En Belgique la Carte d’identité électronique (eID) est la preuve de l’inscription au registre national des personnes physiques. L’eID permet de s’authentifier pour prouver son identité et de signer de manière électronique en tant que personne majeure. En parallèle à ce système étatique, il existe le système belge d'identification mobile nommé itsme®, qui offre la commodité d’un processus unique d’enregistrement, de connexion et de signature pour de nombreux services privés en ligne. Itsme® a été lancée par quatre grandes banques et trois des plus grands opérateurs de télécommunications du pays. Aujourd'hui, les utilisateurs effectuent des transactions bancaires et commerciaux, et ainsi des transactions avec les institutions étatiques à travers de cette application.

En Suisse, le parlement vient de décider que la Carte d’identité électronique (eID) sera émise par un consortium des banques, assurances, et par un des plus grands opérateurs mobile du pays, Swisscom. Suite à cette décision, des associations de la société civile viennent de lancer un « référendum contre la privatisation de la carte d'identité électronique ». 

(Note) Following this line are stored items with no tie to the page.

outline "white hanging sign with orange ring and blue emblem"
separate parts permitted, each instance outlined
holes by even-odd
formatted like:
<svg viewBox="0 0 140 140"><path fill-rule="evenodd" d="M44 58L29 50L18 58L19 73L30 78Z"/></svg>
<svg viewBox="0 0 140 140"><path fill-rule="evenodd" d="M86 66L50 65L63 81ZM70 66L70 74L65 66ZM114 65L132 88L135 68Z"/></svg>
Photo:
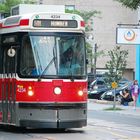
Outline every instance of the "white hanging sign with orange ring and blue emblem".
<svg viewBox="0 0 140 140"><path fill-rule="evenodd" d="M135 27L118 27L116 29L116 43L124 45L140 44L140 28Z"/></svg>

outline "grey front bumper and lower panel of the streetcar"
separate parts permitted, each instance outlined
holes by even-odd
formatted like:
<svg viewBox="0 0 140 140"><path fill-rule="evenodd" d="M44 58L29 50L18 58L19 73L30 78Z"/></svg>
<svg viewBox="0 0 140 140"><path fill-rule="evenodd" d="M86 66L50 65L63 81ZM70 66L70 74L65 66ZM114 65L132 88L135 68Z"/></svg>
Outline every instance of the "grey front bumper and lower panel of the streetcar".
<svg viewBox="0 0 140 140"><path fill-rule="evenodd" d="M80 128L87 125L86 103L19 103L18 126Z"/></svg>

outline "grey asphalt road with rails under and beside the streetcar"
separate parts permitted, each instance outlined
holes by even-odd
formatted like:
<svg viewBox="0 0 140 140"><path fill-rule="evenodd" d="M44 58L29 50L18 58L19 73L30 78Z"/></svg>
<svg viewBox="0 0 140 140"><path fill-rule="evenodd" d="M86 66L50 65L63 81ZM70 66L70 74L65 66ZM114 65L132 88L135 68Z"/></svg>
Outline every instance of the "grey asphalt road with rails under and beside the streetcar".
<svg viewBox="0 0 140 140"><path fill-rule="evenodd" d="M128 110L129 114L123 114L102 109L109 106L90 103L88 125L83 128L57 130L0 127L0 140L140 140L139 112L134 115L136 110Z"/></svg>

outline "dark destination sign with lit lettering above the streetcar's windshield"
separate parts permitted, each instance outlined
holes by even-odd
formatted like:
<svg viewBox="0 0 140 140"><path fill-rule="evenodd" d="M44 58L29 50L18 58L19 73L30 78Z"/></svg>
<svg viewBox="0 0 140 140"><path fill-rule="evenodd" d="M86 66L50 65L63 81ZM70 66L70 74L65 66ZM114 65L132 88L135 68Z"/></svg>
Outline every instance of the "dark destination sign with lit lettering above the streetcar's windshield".
<svg viewBox="0 0 140 140"><path fill-rule="evenodd" d="M76 20L50 20L50 19L35 19L33 27L42 28L77 28Z"/></svg>

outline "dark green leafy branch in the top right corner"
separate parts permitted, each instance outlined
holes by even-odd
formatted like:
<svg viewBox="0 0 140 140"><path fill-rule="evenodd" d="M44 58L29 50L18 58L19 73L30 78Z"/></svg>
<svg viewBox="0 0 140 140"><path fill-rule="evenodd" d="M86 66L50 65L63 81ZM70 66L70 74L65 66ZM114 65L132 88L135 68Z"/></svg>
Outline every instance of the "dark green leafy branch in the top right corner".
<svg viewBox="0 0 140 140"><path fill-rule="evenodd" d="M138 7L140 6L140 0L115 0L115 1L118 1L122 3L122 5L131 8L133 10L138 9Z"/></svg>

La technologie blockchain en embuscade

Dans le domaine des nouvelles technologies, la recherche se dirige aussi vers une « identité auto-souveraine » en utilisant la technologie blockchain (et d’autres technologies distribuées) pour gérer l’identité numérique des personnes de manière décentralisée. L’idée est de créer de nouveaux types d’identités numériques, conçues pour améliorer la vie privée, la sécurité et le contrôle individuel. Les avocats de cette technologie veulent dépasser la contradiction entre la protection des libertés individuelles d’une part et un état trop intrusif de l’autre.

En effet, la technologie blockchain a été utilisé pour créer les crypto-monnaies comme le Bitcoin qui n’est pas reconnus par la Banque central européenne basée à Francfort. Il existe donc deux approches différentes pour créer des identités numériques avec la technologie blockchain: individuellement ou sous la supervision de l’État. Comme il est peu probable que les États européens acceptent une telle « crypto-identité » on estime que cette technologie devrait – au minima- se révéler utile pour aider les citoyens à gérer les données liées à leur identité.

En Allemagne, la récente « stratégie blockchain » du gouvernement fédéral soutient la recherche de systèmes innovants dans le domaine de l’identité numérique, qui permettraient de ne pas confier à l'État seule la gestion et la conservation d'un registre numérique complet des citoyens. Des expérimentations sur des systèmes décentralisés d’identification et certification sont ainsi prévues avec le secteur privé.

Un débat continental s’impose

Sauf pour les nerds spécialistes de la technologie numérique, cet article peut causer un mal de crâne vertigineux. Pourtant, il incite tout le monde sur ce continent à participer à une réflexion qui s’impose.

La mise en œuvre actuelle du règlement pour un Marché unique numérique et un Référentiel d'identité commun intervient en ce moment dans les couloirs des bâtiments administratifs de Bruxelles et Strasbourg sans débat publique, sans bruit, et en absence quasi-totale d’implication de la société civile européenne.  L’élément clé de cette architecture règlementaire future est l'identité numérique qui désigne l'ensemble de nos droits et traces en ligne : c’est notre identité, l’identité de chaque citoyen européen. Il est temps pour les acteurs de la société civile de l’UE de faire un effort majeur pour se consulter, se réunir, et ainsi de s'assurer une place à la table des négociations, pour participer aux choix cruciaux qui nous attendent. Ce ne sont ni un Marché unique numérique, ni un Référentiel d'identité commun qui sont les priorités des citoyens, mais une société de l’information inclusive et règlementée à l’instar de nos valeurs.  Notre vie dans une société ouverte et digne a besoin d’un cadre légal qui ne nous limite pas au rôle de consommateurs (si on est européen) ou de surveillés (si on porte un passeport étranger) mais qui nous traite bel et bien comme citoyens libres et responsables.